June kept pacing. “Leopold, what kind of numbers are on the keypad?”

“There’s no time for guessing. We’re gong to try our luck just shutting the damn thing off, cut the hard line. Take our chances it isn’t rigged to detonate the gas. We figure –”

“I don’t give a shit about the wiring,” June said. “Just tell me about the damn keypad.”

“Basic keypad, rigged from a cell phone. All single digits, zero to nine.”

June smiled. “I know the combination.”

“How?”

“Never mind that now. Try these numbers…” She listened as Leopold got someone’s attention. “Try zero, one, one, two, three, five, eight.”

There was a pause.

“Well? Did it work?” she screamed down the phone.

She heard Leopold sigh. “Nope.”

“Shit.” June was certain the sequence would work. The pronunciation of “really secret” in Japanese rhymed with the first seven numbers of the Fibonacci sequence, and was the last thing the Yakuza suspect said before he was belted again. It would’ve been the perfect mind game, to hint at the combination. A typical Oguchi calling card. But she had been wrong.

“Twenty seconds!” the woman’s voice shouted in the background.

Leopold came back on the line. “We’re out of options. We’re going to have to cut the line.”

June felt her knees buckle. There was no time left to call Amy, the only family she had left. No time for anything, except to sit and wait for the inevitable. She glanced around the room. Her eyes settled on a selection of takeout menus spread across the coffee table. She smiled grimly. An order of Udon noodles would go down pretty well as a last meal.

Wait a second…

She lifted the phone to her ear again. “Leopold, the suspect’s Japanese, right?”

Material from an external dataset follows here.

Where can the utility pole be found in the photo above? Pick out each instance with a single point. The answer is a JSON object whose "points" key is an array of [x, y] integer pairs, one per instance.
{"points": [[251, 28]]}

“No time, Doctor,” Leopold said, his voice barely audible.

“Just listen. We were looking at this all wrong. In Japanese, words and numbers should read right to left, not the other way round. In English, that would look backwards. Just the kind of shit the Oguchi would pull. Try the same numbers again, just reverse the order.”

Leopold paused. “Read them about again, I’ve got you on speaker. Make sure you shout so we can hear you over this damn noise.”

June took a deep breath “Eight, five, three, two, one, one, zero,” she said, as loud as she could.

She heard someone shout “hurry up” and she agreed. It felt as though time had crawled to a standstill, and she had no way of knowing whether the code had worked. Gas might stream up through her room at any second. She could take cover, maybe last a few minutes, but rescue efforts would focus on the crowded areas downstairs and next door, not on her. There was nothing she could do but wait and wonder.

Another rustling noise on the line. June flinched, snapping out of her thoughts. She listened hard, trying to hear past the clattering noises. There was someone on the other end, breathing heavily.

That’s it, she thought. It’s all over. They won.

The breathing slowed and June heard voices. She strained to hear what they were saying.

“What’s going on?” she said, shouting down the phone. “Where the hell did you go?”

“Doctor Kato,” a woman’s voice said. “My name is Joanne Harper.”

“Yeah, that’s great,” June said, her voice still raised. “But what about the frickin’ detonator?”

A pause.

“Are you going to give me a Goddamn answer or not?”

Another pause. “The code worked,” Harper said.

June’s breath caught in her throat. She fell back against the sofa cushions, vision spinning. It worked.

“Congratulations,” Harper continued. “You saved a lot of lives today.”

“Yeah, thanks.” June hung up, exhaustion washing over her. Unable to form any more words, further attempts at conversation seemed pointless. She let the phone drop to the floor and closed her eyes, letting the darkness fall over her.